SCC Lib Dems call for urgent action on critical report
The Liberal Democrats on Surrey County Council have called for urgent action to resolve the problems identified in the report of the former Interim Chief Executive Mr. Michael Frater. This report described the Council's problems as a 'whole system failure'.
Cllr Hazel Watson, Leader of the Lib Dem group said: "The report is highly critical of the organisation, including its leadership, internal relations, management style, medium term planning and budgeting. The former Interim Chief Executive described Surrey County Council in his report as bureaucratic and inefficient."
She added: "This critical report was published in July and merely noted by the County Council's Tory controlled Cabinet. Since then, they have buried it as an embarrassment hoping that the problems would go away. This behaviour is a continuation of Michael Frater's observation that fundamental problems were either 'swept under the carpet or remain as the elephant in the room'."
She continued: "The challenge is enormous, turning around a Council that is a one star council with a 'whole system failure'. It will need a clear action plan with targets and timescales to make a major improvement. The lack of an effective action plan to cover all the report's recommendations is hindering the Council's improvement."

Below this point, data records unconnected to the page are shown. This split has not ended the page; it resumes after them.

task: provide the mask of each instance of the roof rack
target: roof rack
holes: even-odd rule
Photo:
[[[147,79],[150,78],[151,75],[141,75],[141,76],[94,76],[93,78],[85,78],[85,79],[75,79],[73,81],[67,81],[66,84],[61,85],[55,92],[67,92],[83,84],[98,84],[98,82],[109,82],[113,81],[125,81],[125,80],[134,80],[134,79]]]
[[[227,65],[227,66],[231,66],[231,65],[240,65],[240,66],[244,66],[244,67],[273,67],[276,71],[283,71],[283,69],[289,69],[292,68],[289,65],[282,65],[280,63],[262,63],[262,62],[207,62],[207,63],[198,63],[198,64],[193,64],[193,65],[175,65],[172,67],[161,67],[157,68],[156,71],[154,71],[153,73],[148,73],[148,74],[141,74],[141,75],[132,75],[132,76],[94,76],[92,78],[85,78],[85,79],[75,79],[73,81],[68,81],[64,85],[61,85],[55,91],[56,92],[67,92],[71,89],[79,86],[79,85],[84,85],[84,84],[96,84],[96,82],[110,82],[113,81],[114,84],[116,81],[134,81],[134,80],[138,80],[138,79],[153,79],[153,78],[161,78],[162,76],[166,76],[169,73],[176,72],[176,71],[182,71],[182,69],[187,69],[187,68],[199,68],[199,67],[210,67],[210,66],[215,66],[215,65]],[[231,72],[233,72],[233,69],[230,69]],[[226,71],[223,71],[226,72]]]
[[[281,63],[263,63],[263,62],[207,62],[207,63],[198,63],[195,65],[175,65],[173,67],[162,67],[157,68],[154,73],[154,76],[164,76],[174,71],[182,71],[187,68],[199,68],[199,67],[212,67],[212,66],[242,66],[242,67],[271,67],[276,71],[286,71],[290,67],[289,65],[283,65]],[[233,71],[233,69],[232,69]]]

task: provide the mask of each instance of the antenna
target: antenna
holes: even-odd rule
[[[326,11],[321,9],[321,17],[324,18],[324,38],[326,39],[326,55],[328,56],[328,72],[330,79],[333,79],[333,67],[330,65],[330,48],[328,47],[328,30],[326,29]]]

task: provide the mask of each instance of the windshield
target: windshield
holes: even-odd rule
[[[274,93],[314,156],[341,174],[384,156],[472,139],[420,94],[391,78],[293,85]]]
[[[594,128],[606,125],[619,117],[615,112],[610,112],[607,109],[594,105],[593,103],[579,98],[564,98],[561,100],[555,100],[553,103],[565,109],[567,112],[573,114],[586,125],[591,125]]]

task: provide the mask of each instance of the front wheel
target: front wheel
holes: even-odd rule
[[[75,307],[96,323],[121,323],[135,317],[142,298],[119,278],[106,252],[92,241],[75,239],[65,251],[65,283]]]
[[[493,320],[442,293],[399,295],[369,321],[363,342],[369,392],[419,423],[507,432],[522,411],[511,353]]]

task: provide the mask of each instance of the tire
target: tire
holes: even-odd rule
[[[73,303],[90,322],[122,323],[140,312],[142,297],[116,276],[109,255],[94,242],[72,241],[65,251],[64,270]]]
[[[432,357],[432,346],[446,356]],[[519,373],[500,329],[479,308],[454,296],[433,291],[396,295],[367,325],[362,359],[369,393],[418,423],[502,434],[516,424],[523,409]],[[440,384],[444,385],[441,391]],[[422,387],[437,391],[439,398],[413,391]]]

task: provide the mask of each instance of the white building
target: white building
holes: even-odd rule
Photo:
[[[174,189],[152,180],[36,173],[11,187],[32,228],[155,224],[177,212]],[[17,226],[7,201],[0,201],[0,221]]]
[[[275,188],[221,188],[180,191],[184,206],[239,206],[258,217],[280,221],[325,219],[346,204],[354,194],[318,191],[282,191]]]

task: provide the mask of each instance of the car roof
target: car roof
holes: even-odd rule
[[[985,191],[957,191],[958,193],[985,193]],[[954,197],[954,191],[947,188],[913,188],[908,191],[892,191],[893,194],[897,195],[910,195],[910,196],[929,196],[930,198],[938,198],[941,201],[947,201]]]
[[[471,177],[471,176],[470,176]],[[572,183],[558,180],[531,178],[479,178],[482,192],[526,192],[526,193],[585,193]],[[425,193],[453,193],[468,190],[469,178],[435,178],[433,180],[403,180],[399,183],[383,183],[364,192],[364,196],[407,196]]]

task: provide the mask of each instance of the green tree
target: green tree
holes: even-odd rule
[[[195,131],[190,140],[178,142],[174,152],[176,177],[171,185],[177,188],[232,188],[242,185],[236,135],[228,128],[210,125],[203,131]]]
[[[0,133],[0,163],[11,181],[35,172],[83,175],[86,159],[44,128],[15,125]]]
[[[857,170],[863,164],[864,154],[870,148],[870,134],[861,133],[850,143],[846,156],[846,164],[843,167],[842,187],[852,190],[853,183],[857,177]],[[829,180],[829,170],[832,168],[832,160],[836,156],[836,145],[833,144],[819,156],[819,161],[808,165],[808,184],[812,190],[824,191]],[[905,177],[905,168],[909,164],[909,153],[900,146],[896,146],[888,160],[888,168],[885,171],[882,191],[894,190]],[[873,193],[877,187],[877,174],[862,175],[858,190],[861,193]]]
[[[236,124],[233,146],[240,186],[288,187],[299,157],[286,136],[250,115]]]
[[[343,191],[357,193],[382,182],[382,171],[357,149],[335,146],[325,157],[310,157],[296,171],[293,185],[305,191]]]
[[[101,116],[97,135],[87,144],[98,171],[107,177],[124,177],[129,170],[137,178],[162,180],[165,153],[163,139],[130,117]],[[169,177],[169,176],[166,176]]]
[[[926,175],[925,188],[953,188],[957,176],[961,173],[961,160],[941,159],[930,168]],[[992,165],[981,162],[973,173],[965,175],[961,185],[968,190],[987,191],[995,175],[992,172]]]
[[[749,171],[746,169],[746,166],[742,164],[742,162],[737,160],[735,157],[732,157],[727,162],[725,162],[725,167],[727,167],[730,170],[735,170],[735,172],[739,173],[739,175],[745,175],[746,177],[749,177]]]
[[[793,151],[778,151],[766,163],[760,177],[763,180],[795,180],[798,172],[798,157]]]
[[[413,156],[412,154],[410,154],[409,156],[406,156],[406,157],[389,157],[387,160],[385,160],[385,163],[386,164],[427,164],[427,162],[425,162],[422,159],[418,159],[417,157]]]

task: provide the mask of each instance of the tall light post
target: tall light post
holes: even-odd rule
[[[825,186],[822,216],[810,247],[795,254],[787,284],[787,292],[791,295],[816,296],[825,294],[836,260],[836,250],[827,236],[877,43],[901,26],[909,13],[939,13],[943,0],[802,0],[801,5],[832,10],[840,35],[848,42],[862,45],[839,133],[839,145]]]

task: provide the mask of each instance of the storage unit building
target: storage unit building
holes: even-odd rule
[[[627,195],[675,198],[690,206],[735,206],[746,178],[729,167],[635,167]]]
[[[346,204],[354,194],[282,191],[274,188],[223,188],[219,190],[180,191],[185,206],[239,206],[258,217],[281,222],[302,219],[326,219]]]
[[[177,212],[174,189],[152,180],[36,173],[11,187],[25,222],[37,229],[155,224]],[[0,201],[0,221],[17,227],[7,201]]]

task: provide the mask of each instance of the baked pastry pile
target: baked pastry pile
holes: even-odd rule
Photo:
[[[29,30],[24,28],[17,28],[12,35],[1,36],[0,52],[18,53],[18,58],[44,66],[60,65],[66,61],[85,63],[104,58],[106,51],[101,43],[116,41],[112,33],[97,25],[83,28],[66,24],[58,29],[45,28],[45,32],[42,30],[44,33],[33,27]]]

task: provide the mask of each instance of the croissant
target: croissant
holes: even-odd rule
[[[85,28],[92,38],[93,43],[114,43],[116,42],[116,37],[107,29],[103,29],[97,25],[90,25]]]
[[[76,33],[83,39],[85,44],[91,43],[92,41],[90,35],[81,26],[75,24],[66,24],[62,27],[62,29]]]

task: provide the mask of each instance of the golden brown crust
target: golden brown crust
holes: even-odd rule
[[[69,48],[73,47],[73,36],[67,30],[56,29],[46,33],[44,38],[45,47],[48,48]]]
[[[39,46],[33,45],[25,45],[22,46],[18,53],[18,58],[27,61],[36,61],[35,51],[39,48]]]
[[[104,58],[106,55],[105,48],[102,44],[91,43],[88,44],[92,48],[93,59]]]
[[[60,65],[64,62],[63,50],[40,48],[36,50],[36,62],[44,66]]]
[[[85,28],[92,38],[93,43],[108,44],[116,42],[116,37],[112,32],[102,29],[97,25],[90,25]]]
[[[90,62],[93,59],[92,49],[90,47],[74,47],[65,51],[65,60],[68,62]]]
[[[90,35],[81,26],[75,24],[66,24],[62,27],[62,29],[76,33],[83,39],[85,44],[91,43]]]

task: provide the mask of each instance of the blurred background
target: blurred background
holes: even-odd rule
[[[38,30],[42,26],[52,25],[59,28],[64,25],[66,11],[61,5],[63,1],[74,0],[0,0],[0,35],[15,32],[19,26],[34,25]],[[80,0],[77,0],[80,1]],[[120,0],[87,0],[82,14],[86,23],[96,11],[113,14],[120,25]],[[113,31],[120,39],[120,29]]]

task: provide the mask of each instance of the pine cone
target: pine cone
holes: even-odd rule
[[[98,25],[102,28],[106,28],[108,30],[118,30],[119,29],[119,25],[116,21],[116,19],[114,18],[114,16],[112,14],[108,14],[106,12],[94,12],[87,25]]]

Cllr Watson said: "One example is the inadequate and unsophisticated budget planning by the Council. Yet again the Council is starting the budget planning too late. This will result in yet another ill conceived budget and inadequate opportunity for scrutiny."
She added: "Michael Frater accurately described the Council as bureaucratic and inefficient. Yet the Tory administration is not cutting bureaucracy, inefficiency and unnecessary costs. Instead it is taking the easy but wrong option to cut services highly valued by Surrey residents, such as the Pegasus school bus service, without consultation. The Conservative administration has not learnt the lesson of the Frater report and is not genuinely listening to Surrey's residents."
Hazel Watson concluded: "There is plenty of spin, too little consultation and too little action by the Conservative administration to improve the Council by tackling the problems."